Wednesday, July 17, 2013

Origins.

I don't know who I expect to read my thoughts here.  Maybe I'm writing to Ali, my partner and best friend of eight years who died in 2011.  Probably.  I'm always writing to her.  Most of my work is in 2nd person.  You, you, you, you.  I want her to hear me.

But maybe I'm also hoping I'm writing to women who are like me.  Like me?  Lonely?  Alone?  Isolated?  Intellectual, serious, conducting a day job in a professional world (if middle school classrooms can be termed professional) -- but LESBIAN.  What does it mean to be a lesbian and be only one?

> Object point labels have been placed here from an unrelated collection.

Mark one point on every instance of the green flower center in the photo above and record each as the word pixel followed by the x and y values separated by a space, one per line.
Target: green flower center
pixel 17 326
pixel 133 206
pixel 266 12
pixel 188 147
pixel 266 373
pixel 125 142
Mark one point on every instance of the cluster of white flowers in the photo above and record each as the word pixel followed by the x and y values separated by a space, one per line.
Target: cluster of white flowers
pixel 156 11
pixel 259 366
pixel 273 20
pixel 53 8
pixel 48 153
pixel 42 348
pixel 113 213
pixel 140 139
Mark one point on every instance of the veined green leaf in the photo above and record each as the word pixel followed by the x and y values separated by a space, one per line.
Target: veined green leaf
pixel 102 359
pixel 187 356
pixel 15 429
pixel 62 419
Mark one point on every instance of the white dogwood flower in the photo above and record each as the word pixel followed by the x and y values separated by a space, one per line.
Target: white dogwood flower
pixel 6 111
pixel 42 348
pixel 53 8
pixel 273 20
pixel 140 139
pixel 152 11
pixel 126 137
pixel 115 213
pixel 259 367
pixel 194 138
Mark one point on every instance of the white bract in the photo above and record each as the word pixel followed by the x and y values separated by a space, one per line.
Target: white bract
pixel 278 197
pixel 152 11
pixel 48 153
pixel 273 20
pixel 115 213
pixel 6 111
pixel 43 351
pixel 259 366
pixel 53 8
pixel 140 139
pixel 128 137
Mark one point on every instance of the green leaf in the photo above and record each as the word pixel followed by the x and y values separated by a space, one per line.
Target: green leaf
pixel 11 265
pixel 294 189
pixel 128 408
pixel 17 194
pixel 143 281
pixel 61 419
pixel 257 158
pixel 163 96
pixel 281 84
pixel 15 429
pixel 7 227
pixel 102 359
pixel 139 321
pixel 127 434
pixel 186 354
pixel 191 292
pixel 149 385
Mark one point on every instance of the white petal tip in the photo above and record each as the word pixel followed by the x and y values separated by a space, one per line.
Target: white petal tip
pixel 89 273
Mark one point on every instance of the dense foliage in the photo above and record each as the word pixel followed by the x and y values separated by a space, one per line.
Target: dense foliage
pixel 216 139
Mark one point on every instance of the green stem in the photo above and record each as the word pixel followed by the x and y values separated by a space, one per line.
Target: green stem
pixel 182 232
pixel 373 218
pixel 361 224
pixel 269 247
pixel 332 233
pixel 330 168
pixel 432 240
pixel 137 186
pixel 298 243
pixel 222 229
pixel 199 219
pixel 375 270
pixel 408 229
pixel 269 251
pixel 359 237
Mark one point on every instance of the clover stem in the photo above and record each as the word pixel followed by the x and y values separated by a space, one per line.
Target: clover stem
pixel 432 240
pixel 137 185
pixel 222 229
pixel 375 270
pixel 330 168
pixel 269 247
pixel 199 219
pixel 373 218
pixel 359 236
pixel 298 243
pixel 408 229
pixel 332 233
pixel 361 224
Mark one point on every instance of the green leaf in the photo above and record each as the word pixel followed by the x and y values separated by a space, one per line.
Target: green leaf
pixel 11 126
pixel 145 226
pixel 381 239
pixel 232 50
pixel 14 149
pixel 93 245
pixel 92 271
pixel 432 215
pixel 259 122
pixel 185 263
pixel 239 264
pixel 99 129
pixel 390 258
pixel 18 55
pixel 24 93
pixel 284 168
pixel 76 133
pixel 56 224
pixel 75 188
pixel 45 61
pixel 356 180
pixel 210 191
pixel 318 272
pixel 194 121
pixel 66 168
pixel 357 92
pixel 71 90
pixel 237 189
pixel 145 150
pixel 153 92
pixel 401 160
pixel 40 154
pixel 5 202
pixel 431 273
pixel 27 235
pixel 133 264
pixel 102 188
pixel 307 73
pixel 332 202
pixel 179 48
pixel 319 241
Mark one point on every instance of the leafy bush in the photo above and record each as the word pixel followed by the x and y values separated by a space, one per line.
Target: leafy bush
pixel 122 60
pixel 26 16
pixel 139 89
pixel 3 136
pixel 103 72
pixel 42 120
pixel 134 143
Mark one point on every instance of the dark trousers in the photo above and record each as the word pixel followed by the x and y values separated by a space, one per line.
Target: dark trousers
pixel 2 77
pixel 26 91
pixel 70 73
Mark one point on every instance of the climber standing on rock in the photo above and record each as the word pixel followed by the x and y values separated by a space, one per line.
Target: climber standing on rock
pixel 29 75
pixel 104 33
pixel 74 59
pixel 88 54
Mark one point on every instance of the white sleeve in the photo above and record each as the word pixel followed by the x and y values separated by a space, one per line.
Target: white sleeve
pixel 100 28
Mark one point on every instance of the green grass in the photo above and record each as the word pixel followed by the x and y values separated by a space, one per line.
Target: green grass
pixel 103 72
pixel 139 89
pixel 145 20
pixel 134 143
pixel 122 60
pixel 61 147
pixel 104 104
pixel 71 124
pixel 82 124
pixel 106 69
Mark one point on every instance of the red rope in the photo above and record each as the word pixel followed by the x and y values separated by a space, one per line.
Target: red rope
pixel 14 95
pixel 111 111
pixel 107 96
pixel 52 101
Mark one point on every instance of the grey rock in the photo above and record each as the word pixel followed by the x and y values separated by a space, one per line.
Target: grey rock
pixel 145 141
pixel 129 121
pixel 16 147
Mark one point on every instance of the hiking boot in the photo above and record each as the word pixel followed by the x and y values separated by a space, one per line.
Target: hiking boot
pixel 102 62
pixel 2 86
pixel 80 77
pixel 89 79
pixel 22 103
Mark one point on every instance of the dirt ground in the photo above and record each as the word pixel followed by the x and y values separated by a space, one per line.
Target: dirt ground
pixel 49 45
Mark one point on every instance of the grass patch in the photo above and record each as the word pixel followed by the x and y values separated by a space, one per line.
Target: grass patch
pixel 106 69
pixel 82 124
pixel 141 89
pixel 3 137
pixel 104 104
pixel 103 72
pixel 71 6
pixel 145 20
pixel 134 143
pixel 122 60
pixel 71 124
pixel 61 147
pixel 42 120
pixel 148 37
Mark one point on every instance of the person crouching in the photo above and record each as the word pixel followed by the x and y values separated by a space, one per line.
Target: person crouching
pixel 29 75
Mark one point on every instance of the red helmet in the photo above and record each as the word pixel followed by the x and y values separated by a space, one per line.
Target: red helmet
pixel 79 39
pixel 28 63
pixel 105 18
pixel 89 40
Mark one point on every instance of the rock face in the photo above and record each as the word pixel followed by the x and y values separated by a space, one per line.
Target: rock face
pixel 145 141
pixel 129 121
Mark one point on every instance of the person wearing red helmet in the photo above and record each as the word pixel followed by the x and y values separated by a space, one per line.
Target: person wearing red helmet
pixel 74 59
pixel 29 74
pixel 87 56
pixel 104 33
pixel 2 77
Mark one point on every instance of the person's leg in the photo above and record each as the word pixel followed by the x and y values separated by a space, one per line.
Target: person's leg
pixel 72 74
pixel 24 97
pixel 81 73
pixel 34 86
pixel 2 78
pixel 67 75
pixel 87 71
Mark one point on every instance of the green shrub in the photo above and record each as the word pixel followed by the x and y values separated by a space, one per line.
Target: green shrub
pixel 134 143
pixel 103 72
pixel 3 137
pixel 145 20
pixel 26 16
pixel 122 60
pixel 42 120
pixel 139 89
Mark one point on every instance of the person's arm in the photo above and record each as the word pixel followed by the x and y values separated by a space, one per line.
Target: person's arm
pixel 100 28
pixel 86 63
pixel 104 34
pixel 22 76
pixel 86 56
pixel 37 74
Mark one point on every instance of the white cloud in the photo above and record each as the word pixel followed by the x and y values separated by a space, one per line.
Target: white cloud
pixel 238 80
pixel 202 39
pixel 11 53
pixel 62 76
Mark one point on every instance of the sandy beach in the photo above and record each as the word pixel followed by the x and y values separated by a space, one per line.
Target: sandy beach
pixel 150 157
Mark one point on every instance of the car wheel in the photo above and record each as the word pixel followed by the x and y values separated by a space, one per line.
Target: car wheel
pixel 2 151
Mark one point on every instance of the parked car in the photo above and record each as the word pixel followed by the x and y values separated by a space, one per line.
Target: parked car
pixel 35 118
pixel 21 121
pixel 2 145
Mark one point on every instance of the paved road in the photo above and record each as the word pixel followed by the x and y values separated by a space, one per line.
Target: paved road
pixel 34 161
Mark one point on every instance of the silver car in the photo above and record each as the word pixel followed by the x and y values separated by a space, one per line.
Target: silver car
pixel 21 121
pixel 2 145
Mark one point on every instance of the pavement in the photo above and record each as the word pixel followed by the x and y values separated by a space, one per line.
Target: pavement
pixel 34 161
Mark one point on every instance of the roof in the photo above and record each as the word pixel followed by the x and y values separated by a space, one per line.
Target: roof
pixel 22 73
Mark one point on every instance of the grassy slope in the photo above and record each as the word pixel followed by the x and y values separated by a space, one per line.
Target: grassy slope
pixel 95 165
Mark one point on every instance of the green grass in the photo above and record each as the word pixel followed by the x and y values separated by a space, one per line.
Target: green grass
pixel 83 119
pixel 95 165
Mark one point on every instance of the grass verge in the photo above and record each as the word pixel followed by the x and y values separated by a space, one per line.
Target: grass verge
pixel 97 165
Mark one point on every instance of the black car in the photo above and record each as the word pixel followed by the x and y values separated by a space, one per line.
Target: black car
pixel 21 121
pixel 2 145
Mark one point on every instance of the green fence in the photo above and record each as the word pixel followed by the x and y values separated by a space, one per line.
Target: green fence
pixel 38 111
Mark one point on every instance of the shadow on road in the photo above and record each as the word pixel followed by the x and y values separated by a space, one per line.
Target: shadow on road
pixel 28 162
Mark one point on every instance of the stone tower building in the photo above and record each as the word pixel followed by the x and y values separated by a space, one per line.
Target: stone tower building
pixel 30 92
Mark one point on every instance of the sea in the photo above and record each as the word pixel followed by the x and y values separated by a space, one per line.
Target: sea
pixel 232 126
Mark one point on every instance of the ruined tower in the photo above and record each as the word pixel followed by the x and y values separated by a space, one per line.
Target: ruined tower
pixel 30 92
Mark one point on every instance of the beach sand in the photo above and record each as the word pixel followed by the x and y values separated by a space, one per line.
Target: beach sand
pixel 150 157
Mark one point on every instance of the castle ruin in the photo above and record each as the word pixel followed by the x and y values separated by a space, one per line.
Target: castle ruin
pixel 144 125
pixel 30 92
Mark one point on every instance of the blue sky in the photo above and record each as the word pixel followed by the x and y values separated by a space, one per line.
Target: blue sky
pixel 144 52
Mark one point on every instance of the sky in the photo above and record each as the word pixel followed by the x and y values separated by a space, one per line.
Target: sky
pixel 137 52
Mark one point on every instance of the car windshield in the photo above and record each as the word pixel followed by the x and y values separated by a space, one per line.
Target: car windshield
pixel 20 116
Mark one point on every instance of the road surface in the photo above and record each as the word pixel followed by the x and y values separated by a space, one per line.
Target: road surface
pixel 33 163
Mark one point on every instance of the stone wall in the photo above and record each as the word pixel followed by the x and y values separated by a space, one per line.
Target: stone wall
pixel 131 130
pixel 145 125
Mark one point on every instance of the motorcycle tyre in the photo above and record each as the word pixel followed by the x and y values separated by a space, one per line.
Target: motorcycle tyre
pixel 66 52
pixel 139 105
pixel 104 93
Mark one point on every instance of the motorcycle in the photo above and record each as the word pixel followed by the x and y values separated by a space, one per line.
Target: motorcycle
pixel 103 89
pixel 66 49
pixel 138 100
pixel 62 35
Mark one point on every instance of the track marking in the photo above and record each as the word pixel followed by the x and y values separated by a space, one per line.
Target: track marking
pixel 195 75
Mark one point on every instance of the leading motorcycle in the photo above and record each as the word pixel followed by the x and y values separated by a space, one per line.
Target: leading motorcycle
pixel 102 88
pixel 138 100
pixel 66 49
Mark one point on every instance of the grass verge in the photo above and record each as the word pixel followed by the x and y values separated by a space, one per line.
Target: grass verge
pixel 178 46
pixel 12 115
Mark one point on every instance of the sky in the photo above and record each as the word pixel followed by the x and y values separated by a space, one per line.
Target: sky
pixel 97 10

If Boulder had a lesbian bar like Seattle's Wild Rose, I'd be there tonight (I'm in the summer MFA program at Naropa -- my daughter's with my aunt in Breckenridge).  But what would I do there?  I've never been hip.  I don't have fashionable short spiky hair, tattoos covering my neck and arms, piercings all over my face.  Look at me:  I look like I was brought up on a hog farm in Iowa. . .because I was.  I grew up sitting in pews in a Lutheran  church on Sundays.  I don't even know what to do at a lesbian bar.  Ali:  have a drink there?  That's what we did, when we visited the place together.  In 2007, we visited the Lexington Club in San Francisco -- we had just decided to be out together after keeping our affair secret for two years -- and the bartender at the Lexington Club asked us if we wanted to play the board game "Apples to Apples".  I've hated that game ever since.  It represented the hum-drum.  Where was the wild, sexy loving of lesbian bars in movies?

Now I'm all by myself.  Now I'm in Boulder, because -- that's too long of a story to tell right now.  I want to know:  who am I now, alone?  Maybe I will only love one woman in my life.  I'm 36.  When I close my eyes, I only see Ali and the soft peach fuzz of her cheek.